Há vários um incêndio florestal tem atingido a comunidade de Morrinho, no entorno do Morro de Santo Antônio, o que tem gerado preocupação e cautela entre autoridades e moradores.
No decreto a prefeita Francieli Magalhães destaca o parecer técnico da Defesa Civil local, que alerta sobre “condições favoráveis à propagação de incêndios florestais”.
Também estão em risco estão as comunidades de Varginha, Altos do Leverger e a Fazenda Experimental da Universidade Federal de Mato Grosso (UFMT). A situação de emergência por queimadas e incêndios na região tem o prazo de 90 dias.

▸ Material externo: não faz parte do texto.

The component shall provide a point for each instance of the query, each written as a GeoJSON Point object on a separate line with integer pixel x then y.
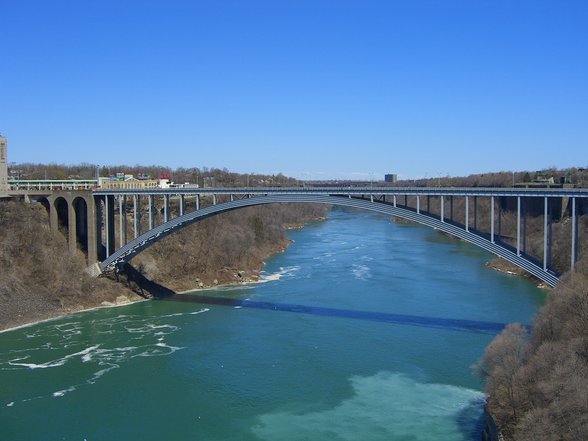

Diante do avanço das chamas, a expectativa é de que o combate passe a ser feito por aeronaves, já que a proporção das chamas tem dificultado o vanço dos brigadistas por terra.
Incêndios extintos
Desde o início do período proibitivo do uso do fogo em Mato Grosso, o Corpo de Bombeiros Militar já atuou na extinção de incêndios nos municípios de Água Boa, Aripuanã, Boa Esperança do Norte, Bom Jesus do Araguaia, Canarana, Chapada dos Guimarães, Colíder, Colniza, Dom Aquino, Feliz Natal, Guarantã do Norte, Guiratinga, Lambari D’Oeste, Luciara, Matupá, Nova Maringá, Nova Ubiratã, Nova Xavantina, Paranatinga, Peixoto de Azevedo, Primavera do Leste, Ribeirão Cascalheira, Rondonópolis, Rosário Oeste, Santa Terezinha, São Félix do Araguaia e União do Sul.
Proibição do uso do fogo
O CBMMT reforça o alerta à população sobre a proibição do uso do fogo para limpeza e manejo de áreas rurais nos biomas Amazônia, Cerrado e Pantanal, entre 1º de julho e 30 de novembro de 2026. Nas áreas urbanas, o uso do fogo é proibido durante todo o ano.
O uso irregular do fogo pode configurar crime ambiental e está sujeito às penalidades previstas em lei. Além de ser proibida, a prática representa riscos à segurança pública, à saúde da população e ao meio ambiente. Casos de uso irregular do fogo, inclusive em áreas urbanas, devem ser denunciados pelos números 193 (Corpo de Bombeiros Militar) ou 190 (Polícia Militar).